ゴーシィ、予想外の事で認められる〜異世界生活八十三日目③〜
料理を説明する部分にグロテスク(虫的な意味で)な表現がございます。
苦手な方は今話を読み飛ばしてください。
「お待たせ致しました。こちらが本日の昼食になります」
その声と共に僕達三人の目の前に置かれたの木のワンプレート。
そこには栄養を考えられたであろう品々が色とりどりと並んでいました。
並んでいたのですが―――
「色が多過ぎません?」
「そう?大体こんなものよ?」
これがエルフ……と言うよりヒト族以外の食事なんでしょうか?
手元の皿に目を落とすと、まず目に入るのは赤いドレッシングの様なものが掛かった、細切りされた青い人参と黄色いキャベツのサラダ(正確には人参っぽい物とキャベツっぽい物)。
何故補色同士を混ぜたのだろう……。
続いては漆黒に近しい黒々としたパン。
特製のフォークで叩くと金属音するけど、本当にパンですよね?
最後に白い蛋白源。
…………まぁ、ぶっちゃけ何かの幼虫であろう芋虫です。
その上には赤い香辛料?的な粒々が混ざった紫色のソースらしきもの。
一言で言うと「the・グロテスク」ですね。
観察をし終わった僕は横目にフィズさんを見ましたが、微笑みを携えたままフリーズしています。
まぁ、これが出てきたらショックを受けますよね。
それに、エルクリアさんは何事も無い様に食べ始めているので余計。
出された物を粗末にする訳にはいきません、意を決してそれに口を付けていきます。
…………まずはパンから。
うん、固いし物理的に重い。
噛もうとしても、まるで石を齧っているかの様で中々噛み切れませんでしたが、どうにか噛み千切る事に成功、唾液と混ぜ合わせながらゴリゴリと咀嚼してどうにか飲み込む事が出来ました。
僕の顎の力はそう弱いものでは無いと思いますが、ここの人はどうやって食べてるのかを見てみると、エルクリアさん含めて周りが目をまん丸にして僕を見ていました。
え?何?僕、やらかしました?
「えぇ〜っと、ね。そのパンは―――」
「お待たせ致しましたー。
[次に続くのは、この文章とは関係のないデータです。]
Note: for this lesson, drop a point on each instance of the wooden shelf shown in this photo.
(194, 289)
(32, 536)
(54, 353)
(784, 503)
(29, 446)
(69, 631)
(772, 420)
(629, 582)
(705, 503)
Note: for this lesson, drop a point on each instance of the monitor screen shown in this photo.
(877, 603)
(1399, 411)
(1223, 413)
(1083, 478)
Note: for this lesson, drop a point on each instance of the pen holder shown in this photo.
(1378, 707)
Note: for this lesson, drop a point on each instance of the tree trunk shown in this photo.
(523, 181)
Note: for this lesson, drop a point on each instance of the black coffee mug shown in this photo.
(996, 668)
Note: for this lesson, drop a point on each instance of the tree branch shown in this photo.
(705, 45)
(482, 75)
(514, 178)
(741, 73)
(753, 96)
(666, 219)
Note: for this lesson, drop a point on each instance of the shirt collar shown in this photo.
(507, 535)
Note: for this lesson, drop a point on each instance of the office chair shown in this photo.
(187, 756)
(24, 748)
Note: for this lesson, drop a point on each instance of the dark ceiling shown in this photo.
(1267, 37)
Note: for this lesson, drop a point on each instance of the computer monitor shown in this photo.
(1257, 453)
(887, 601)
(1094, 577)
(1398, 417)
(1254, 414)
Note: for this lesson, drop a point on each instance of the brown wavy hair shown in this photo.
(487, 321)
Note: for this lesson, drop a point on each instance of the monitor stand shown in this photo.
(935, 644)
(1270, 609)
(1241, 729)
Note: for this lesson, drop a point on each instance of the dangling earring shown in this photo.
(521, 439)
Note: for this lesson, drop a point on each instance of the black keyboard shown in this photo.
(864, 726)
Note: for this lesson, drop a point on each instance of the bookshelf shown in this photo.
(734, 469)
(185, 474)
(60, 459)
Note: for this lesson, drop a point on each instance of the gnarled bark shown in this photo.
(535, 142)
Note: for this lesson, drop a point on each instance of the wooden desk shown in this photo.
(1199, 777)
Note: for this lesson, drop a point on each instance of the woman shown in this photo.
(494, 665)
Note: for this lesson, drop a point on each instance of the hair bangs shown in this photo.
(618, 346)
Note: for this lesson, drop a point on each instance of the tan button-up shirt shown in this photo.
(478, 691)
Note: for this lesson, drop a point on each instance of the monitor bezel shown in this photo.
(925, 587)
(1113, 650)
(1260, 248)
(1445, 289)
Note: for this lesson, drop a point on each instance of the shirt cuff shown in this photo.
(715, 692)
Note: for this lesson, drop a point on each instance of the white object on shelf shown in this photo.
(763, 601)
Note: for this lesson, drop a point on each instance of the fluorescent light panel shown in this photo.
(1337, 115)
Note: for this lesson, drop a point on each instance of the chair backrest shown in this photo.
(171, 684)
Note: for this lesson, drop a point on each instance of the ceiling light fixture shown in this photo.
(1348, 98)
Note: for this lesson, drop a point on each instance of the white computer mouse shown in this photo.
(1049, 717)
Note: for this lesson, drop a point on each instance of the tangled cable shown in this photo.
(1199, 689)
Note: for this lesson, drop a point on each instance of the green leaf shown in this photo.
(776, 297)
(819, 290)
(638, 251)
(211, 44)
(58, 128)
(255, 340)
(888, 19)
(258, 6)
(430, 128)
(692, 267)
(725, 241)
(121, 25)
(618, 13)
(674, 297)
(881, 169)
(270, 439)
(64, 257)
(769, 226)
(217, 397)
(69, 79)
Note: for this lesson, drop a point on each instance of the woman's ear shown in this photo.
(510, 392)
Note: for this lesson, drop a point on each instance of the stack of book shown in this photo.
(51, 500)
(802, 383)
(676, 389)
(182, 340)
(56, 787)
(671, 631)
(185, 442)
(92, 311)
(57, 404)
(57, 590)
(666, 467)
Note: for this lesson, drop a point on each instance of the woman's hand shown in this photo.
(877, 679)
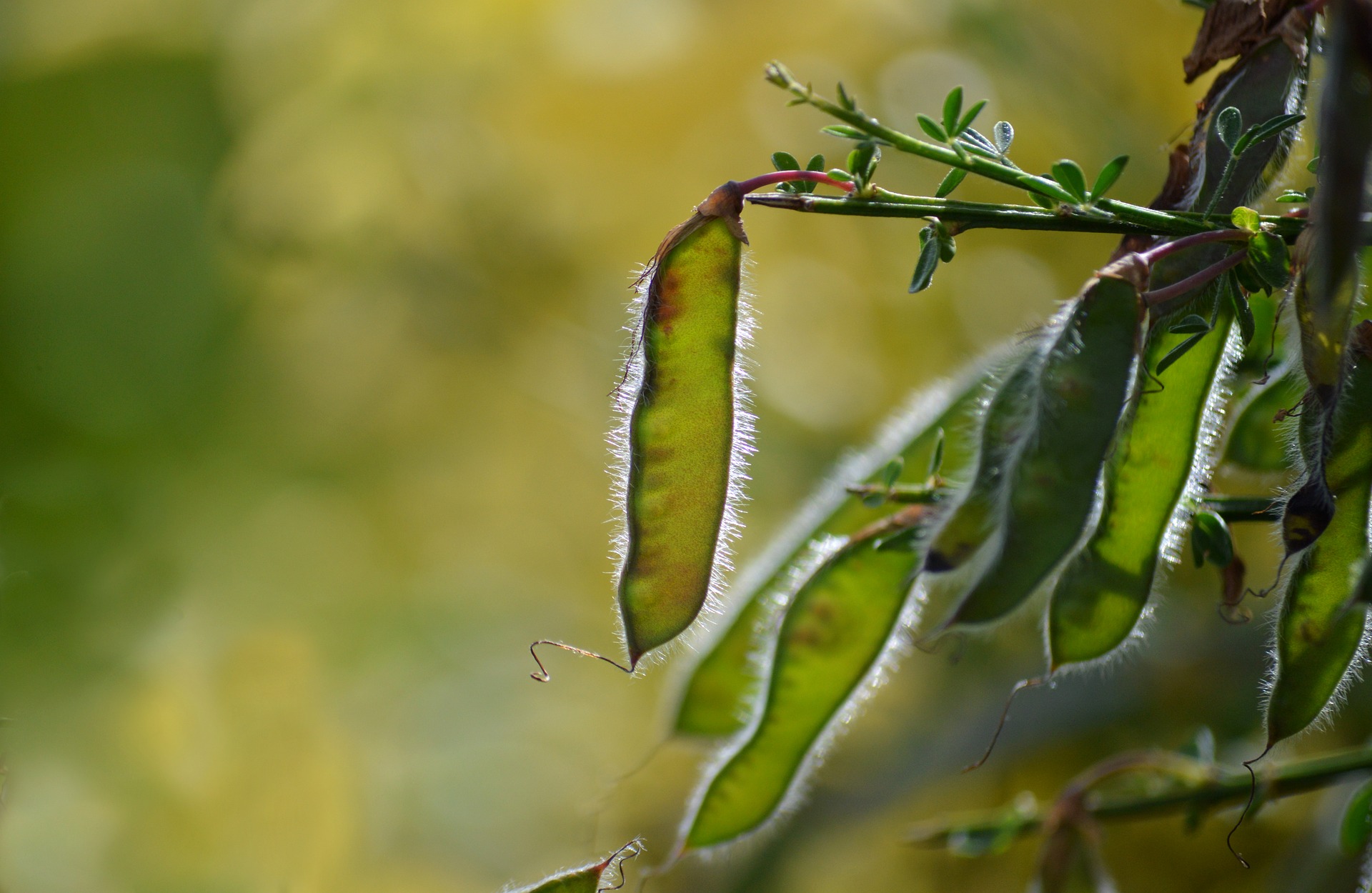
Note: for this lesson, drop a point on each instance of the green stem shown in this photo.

付け合わせのスープで……す……ってえぇ!?お兄さん!その黒パン齧ったんですか!?」
「え?あ、はい」
「物凄く硬くなかったですか!?」
「はい、石みたいに硬かったです」
「そうですよね!?」
ん?どういう事でしょう?
僕は答えを求めてエルクリアさんの方を向きました。
彼女は苦笑いを浮かべつつ、僕が求めている答えを教えてくれます。
「この黒パンは硬いでしょう?だからこうやってスープに浸して柔らかくしてから食べるのよ。やってみなさい」
……確かに。
運ばれてきた琥珀色のスープに少しだけ浸した黒パンは柔らかく(それで硬いは硬い)、すんなり噛み切れる様になりました。
「ほらね?だから普通はスープが運ばれてくるまでは他の物を食べておいて、スープが来てから黒パンを食べるのよ。それなのにいきなり黒パンに齧り付くから吃驚したわ。しかも、ちゃんと食べていたし……」
「ははは……。強い顎に感謝ですね……」
褒めている様で、半分呆れが入っていますよね。
それにしても食べ方が分からないものは素直に聞いてから食べた方が失礼じゃ無さそうです。
そして聞いてところ、他の物に関しては特に無いらしいのでそのまま食べ進めていきます。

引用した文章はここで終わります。